Physicists built this global research environment and the enormous caves of the LHC to experimentally find an atomic particle that so far existed in theory only, the Higgs boson. Bosons are particles that transmit forces or maintain other particles united; Higgs is the last name of the Scottish physicist who predicted this particle in 1964. If it is indeed identified, the Higgs boson can explain why the elementary particles of matter have such a different mass (the mass of a neutron that forms the atomic nucleus is 1,800 times bigger than that of the electron that orbits around the nucleus).

So many people and so much work are explained by the fact that the Higgs boson might be the missing link needed to complete the atomic particles puzzle. At the beginning of the last century, only one particle – the electron – was known. Evidence soon appeared of the existence of the atomic nucleus, with bigger particles; by the early 1950’s, physicists had already identified dozens of them. “It was chaos,” says Novaes. “The particles were not organized.” Little by little, the physicists unraveled the forces that bind particles and atoms, but this was still not enough. When the particle accelerators began to function and shown even deeper dimensions of matter, the physicists realized that the entire particle zoo from the 1950’s could be organized by means of three particles only – the up, the down and the strange quarks. Three more quarks – charm, bottom and top – were discovered soon afterwards. These six quarks, paired into quark-antiquark pairs, or trios, comprise all the particles that are subject to one of the basic forces of nature – the powerful interaction that maintains the cohesiveness of the atomic nucleus. New particles began to appear with strange names, unfamiliar to most people, names such as kaon, eta, chi, lambda, sigma or J-psi. However, these were no longer hundreds of particles, but merely re-arrangements of the same basic elements. Categories now exist beyond isolated particles: namely, the protons and neutrons that form the atomic nucleus are called hadrons (hadrons in Greek means strong, massive). The nucleus itself lost its hypothetical tranquility and appeared as a stormy atmosphere, with clouds of particles that appear and disappear all the time around protons and neutrons.
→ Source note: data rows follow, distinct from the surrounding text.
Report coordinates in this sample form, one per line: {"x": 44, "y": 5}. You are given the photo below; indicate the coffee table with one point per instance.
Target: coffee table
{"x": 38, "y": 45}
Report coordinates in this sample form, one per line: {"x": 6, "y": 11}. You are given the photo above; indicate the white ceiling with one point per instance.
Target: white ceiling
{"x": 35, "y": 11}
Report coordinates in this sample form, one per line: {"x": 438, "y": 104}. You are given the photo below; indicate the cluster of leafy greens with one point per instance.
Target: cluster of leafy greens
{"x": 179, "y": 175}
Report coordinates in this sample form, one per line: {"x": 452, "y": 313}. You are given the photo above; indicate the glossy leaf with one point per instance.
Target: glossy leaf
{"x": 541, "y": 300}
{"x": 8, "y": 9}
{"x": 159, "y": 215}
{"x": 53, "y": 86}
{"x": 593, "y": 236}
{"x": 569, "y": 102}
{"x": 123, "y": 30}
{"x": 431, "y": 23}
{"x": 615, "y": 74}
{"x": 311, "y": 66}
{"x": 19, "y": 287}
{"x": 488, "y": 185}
The LHC may also come to shed some light on other dimensions, in addition to the known ones (three spatial ones – length, width, and height – and a temporal one); nobody has proven yet that these dimensions do not actually exist and some physicists need them to maintain their theories. Nevertheless, Novaes thinks there is more. “I hope that different things will stem from the LHC, things that can lead us to other challenges,” he says. “It might be that something new will be entirely new, with no links to current theoretical proposals.” As the results are unpredictable, more important things might surface, in addition to new explanation of the Universe. In 1990, Swiss physicist Tim-Bernes Lee created a computer language to facilitate the life of the people working at the European Nuclear Research Center/CERN, without ever dreaming that his invention – the hyper-text – would be crucial for the expansion of the Internet.

Physicists have been chasing the Higgs boson for many years. Novaes himself, when he was still in the master’s degree program in 1979, studied one of the mechanisms that produce this particle, by means of collisions between protons. “What had been a problem at that time is still on the agenda, which shows how difficult it has been for particles physics to progress in the last three decades.” But e-Science is expected to help solve this conundrum. “e-Science is open and fast and represents another way of doing science,” says Novaes. “We have to think of another way of being daring.”